I've been wanting to make this cake since I saw it on the Nordic Ware UK Facebook page; it is completely their recipe, a really easy one to make and really delicious. It's a plain cake with a subtle peach flavour. The syrup on top absolutely makes this cake. I have to be honest I opened a second tin of peaches and made double the syrup - well worth it. The spare peaches were lovely on the side.
I made it for pudding tonight and my son's response to his first mouthful was "This is deeeeelicious!"
 
It got the royal seal of approval.
 
If you click the link below to the Nordic Ware UK Facebook page you will see other recipes they've shared as well.
 
Peach Bundt Cake
(6 cup tin)
Recipe from Nordic Ware UK
 
Ingredients

300g plain flour
150g caster sugar
80ml flavourless oil (such as rapeseed, sunflower, corn)
130ml yoghurt (I used Alpro plain yogurt to make it dairy free, but you could use plain or Greek yoghurt)
2 teaspoons baking powder
2 eggs
400g tinned sliced peaches in syrup

Syrup

Syrup from the tin of peaches
1 tablespoon caster sugar

  1. Preheat the oven to 180°C.
  2. Prepare your Bundt® tin  - either use cake release spray, melted butter, or butter and flour, then put to one side.
  3. Take the peaches and drain well but reserve the liquid. 
  4. Place all the ingredients except the peaches but including 3 tablespoons of the syrup in a bowl and mix together.
  5. Pour ½ the cake batter into the mould and then place the peach slices on top of the batter all around the Bundt® pan.
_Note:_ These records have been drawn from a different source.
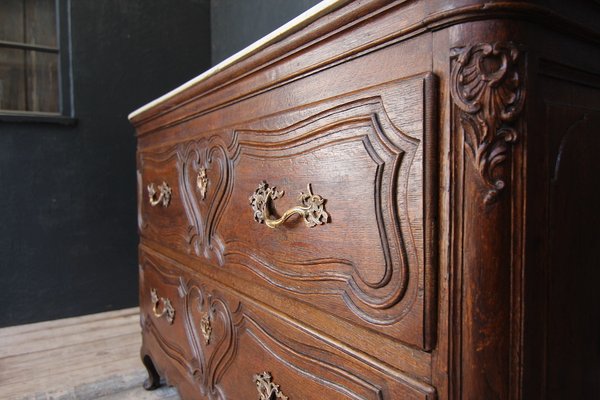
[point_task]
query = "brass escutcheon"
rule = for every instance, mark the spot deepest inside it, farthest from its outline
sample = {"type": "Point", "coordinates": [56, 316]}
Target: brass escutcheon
{"type": "Point", "coordinates": [167, 310]}
{"type": "Point", "coordinates": [164, 195]}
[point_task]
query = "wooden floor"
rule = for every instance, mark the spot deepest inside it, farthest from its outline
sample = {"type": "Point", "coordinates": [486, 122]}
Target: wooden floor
{"type": "Point", "coordinates": [90, 357]}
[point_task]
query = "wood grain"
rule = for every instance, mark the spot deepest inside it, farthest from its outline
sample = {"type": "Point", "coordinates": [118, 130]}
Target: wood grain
{"type": "Point", "coordinates": [456, 204]}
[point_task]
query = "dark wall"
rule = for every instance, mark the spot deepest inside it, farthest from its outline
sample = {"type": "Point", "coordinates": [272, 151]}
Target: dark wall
{"type": "Point", "coordinates": [68, 239]}
{"type": "Point", "coordinates": [237, 23]}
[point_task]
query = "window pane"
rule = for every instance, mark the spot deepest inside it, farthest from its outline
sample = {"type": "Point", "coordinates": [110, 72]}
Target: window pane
{"type": "Point", "coordinates": [11, 20]}
{"type": "Point", "coordinates": [12, 79]}
{"type": "Point", "coordinates": [41, 82]}
{"type": "Point", "coordinates": [40, 22]}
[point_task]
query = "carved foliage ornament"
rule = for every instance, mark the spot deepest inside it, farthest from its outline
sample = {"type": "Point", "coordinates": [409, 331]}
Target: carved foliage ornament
{"type": "Point", "coordinates": [487, 84]}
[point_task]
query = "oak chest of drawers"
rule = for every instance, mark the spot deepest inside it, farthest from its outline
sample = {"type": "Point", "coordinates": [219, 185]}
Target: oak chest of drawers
{"type": "Point", "coordinates": [383, 200]}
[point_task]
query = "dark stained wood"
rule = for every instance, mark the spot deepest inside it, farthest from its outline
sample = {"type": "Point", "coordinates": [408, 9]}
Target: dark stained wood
{"type": "Point", "coordinates": [457, 259]}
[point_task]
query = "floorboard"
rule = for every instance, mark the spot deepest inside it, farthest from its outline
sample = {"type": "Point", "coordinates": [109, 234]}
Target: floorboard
{"type": "Point", "coordinates": [89, 357]}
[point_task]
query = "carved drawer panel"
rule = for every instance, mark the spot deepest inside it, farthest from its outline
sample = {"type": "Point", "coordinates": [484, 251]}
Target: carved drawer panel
{"type": "Point", "coordinates": [161, 214]}
{"type": "Point", "coordinates": [240, 350]}
{"type": "Point", "coordinates": [328, 204]}
{"type": "Point", "coordinates": [162, 311]}
{"type": "Point", "coordinates": [196, 172]}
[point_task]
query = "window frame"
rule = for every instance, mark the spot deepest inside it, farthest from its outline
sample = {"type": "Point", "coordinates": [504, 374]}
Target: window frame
{"type": "Point", "coordinates": [65, 115]}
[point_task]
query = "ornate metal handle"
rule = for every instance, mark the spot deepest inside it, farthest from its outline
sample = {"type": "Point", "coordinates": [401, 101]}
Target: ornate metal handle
{"type": "Point", "coordinates": [266, 388]}
{"type": "Point", "coordinates": [164, 196]}
{"type": "Point", "coordinates": [167, 310]}
{"type": "Point", "coordinates": [312, 208]}
{"type": "Point", "coordinates": [202, 182]}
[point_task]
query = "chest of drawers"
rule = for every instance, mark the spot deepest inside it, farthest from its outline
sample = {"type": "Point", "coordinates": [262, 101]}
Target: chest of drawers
{"type": "Point", "coordinates": [379, 201]}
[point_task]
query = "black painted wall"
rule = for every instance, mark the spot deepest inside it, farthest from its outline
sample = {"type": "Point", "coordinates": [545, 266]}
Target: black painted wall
{"type": "Point", "coordinates": [237, 23]}
{"type": "Point", "coordinates": [68, 233]}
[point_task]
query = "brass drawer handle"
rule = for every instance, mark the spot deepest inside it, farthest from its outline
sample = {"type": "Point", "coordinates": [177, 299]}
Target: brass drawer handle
{"type": "Point", "coordinates": [206, 328]}
{"type": "Point", "coordinates": [266, 388]}
{"type": "Point", "coordinates": [312, 208]}
{"type": "Point", "coordinates": [164, 196]}
{"type": "Point", "coordinates": [167, 310]}
{"type": "Point", "coordinates": [202, 182]}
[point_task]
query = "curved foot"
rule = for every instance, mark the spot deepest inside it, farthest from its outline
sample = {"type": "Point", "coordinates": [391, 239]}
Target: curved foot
{"type": "Point", "coordinates": [153, 380]}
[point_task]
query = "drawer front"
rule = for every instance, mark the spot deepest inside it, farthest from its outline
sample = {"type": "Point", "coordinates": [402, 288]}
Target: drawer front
{"type": "Point", "coordinates": [162, 311]}
{"type": "Point", "coordinates": [240, 350]}
{"type": "Point", "coordinates": [196, 173]}
{"type": "Point", "coordinates": [357, 177]}
{"type": "Point", "coordinates": [161, 213]}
Top with the rest of the cake batter.
  6. Place the cake in the oven on the middle shelf and cook for 35 - 45 minutes or until golden brown and a tester comes out clean.
  7. Take the remaining peach syrup and add the tablespoon of caster sugar. Bring to the boil, reduce by half, then pour over the top of the cake while it’s still warm.